店内から「いらっしゃい」「いらっしゃい」「いらっしゃい」と景気の良い声がひっきりなしに聞こえてくる。
お葉が錦庵で食べるようにと念を押して方々へ蕎麦代を心付けに配ったので続々と客がやってきたのだ。
たちまち錦庵はギュウギュウ詰めの満席となった。
「おクキどぉん?すまんが店のお運びを頼めんかのう」
てんてこ舞いのシメが裏長屋へ声を掛ける。
「へえい」
おクキは子守りに飽き飽きしていたようで「待ってました」とばかりに素早くたすき掛けし、赤子の雉丸を抱えて裏庭から調理場へ小走りしてきた。
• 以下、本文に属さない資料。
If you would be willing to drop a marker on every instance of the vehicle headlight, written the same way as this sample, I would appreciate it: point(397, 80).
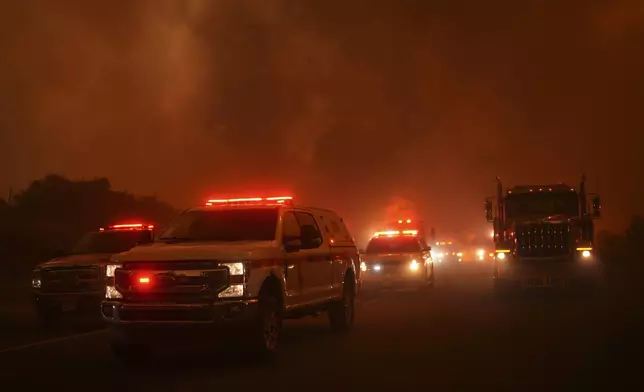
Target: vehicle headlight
point(414, 265)
point(236, 269)
point(110, 269)
point(112, 293)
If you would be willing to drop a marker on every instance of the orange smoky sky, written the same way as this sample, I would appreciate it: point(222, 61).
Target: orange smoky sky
point(348, 105)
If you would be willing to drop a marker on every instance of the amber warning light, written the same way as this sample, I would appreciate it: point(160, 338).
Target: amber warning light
point(392, 233)
point(252, 200)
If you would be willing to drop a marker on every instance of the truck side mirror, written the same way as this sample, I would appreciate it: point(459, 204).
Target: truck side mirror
point(489, 214)
point(597, 207)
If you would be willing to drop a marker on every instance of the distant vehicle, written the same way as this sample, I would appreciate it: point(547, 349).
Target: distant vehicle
point(544, 237)
point(234, 266)
point(397, 258)
point(446, 252)
point(72, 283)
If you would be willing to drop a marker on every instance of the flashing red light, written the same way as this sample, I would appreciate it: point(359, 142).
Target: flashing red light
point(130, 226)
point(252, 200)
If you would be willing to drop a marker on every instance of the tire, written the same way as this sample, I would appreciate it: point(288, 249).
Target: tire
point(342, 313)
point(49, 318)
point(130, 354)
point(267, 329)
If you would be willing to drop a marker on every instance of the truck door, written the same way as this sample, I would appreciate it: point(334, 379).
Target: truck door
point(293, 260)
point(317, 265)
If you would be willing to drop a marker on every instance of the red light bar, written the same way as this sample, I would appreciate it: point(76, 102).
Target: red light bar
point(252, 200)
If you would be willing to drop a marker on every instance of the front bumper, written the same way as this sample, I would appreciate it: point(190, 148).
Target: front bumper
point(219, 313)
point(549, 273)
point(80, 304)
point(399, 276)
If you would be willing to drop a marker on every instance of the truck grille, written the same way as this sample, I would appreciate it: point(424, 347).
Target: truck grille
point(70, 279)
point(181, 282)
point(392, 266)
point(543, 240)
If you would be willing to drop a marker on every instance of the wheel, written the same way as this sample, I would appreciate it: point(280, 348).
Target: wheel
point(342, 313)
point(266, 332)
point(129, 353)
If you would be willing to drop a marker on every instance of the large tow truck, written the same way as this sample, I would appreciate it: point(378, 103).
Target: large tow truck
point(544, 237)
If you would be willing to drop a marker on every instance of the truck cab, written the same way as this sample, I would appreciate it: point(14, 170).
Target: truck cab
point(544, 237)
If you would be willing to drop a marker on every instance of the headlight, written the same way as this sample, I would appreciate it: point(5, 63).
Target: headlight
point(414, 265)
point(110, 268)
point(236, 269)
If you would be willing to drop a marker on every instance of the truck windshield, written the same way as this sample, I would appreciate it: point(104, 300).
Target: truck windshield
point(110, 241)
point(225, 225)
point(541, 204)
point(393, 245)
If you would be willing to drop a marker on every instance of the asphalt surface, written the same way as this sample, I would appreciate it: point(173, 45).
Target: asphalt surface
point(456, 337)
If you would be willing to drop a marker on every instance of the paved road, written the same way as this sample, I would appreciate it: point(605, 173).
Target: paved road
point(458, 336)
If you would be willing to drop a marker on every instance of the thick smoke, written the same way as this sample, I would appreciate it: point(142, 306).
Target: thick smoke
point(347, 104)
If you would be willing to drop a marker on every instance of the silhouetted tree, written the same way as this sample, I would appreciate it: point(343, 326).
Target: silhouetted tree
point(53, 212)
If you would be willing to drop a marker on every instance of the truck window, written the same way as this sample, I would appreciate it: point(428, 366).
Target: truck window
point(304, 218)
point(225, 225)
point(290, 226)
point(393, 245)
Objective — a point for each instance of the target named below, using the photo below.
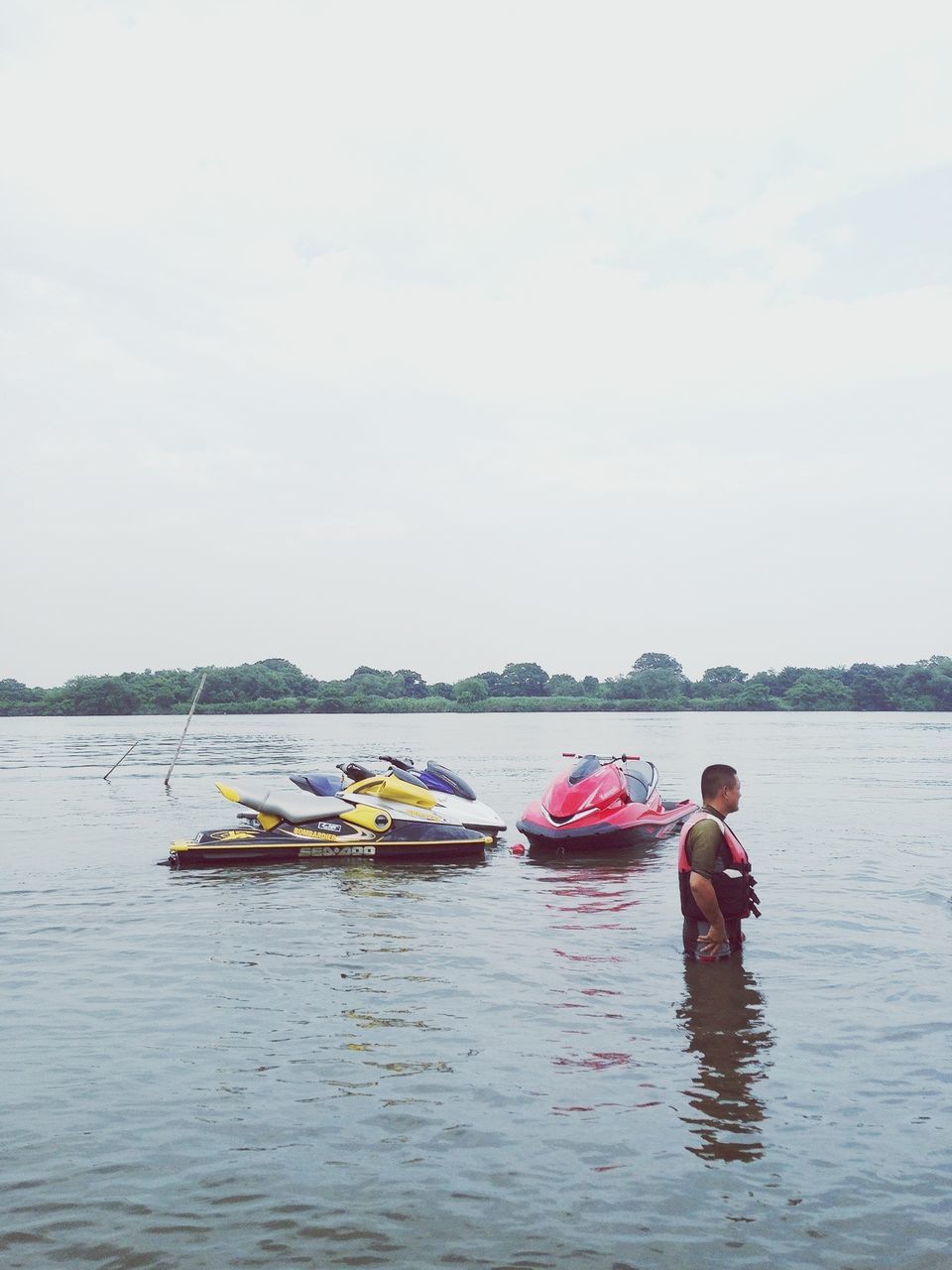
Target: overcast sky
(451, 334)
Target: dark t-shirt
(707, 851)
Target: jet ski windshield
(589, 763)
(642, 779)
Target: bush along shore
(654, 683)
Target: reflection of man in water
(722, 1015)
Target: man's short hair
(716, 778)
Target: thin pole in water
(194, 702)
(125, 756)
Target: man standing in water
(714, 871)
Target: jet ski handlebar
(603, 758)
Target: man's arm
(706, 899)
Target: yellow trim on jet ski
(368, 818)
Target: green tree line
(655, 681)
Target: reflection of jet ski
(377, 818)
(601, 804)
(456, 799)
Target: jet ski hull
(640, 826)
(307, 842)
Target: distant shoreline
(655, 685)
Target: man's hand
(710, 944)
(702, 890)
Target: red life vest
(735, 896)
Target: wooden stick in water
(125, 756)
(194, 702)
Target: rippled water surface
(503, 1065)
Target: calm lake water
(504, 1065)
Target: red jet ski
(603, 803)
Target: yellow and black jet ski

シメが赤子をおぶったまま洗い物と盛り付けをし、ハトが蕎麦を茹で、おクキがお運びをする役割分担のようだ。
(しめしめ、ハトは釜戸の前から離れられんし、シメは赤子をおぶっとれば動きが取れんというものぢゃ)
サギは料理屋の屋根から錦庵の屋根へヒラリと飛び移ると草鞋の上に足袋を履いた。
家の中へ忍び入るのに土足厳禁は鉄則だ。
そして、軒を両手で掴み、屋根からクルンと前転して縁側へ飛び下り、スサッと座敷へ入り込んだ。
(むうん、錦庵には桔梗屋と違うて土蔵はないんぢゃし、火事の多い江戸ではすぐに持ち出せるよう寝床の近くに仕舞ってあるはずぢゃ)
サギはそう推測して、いつも我蛇丸が寝ている縁側に面した座敷に的を絞って探すことにした。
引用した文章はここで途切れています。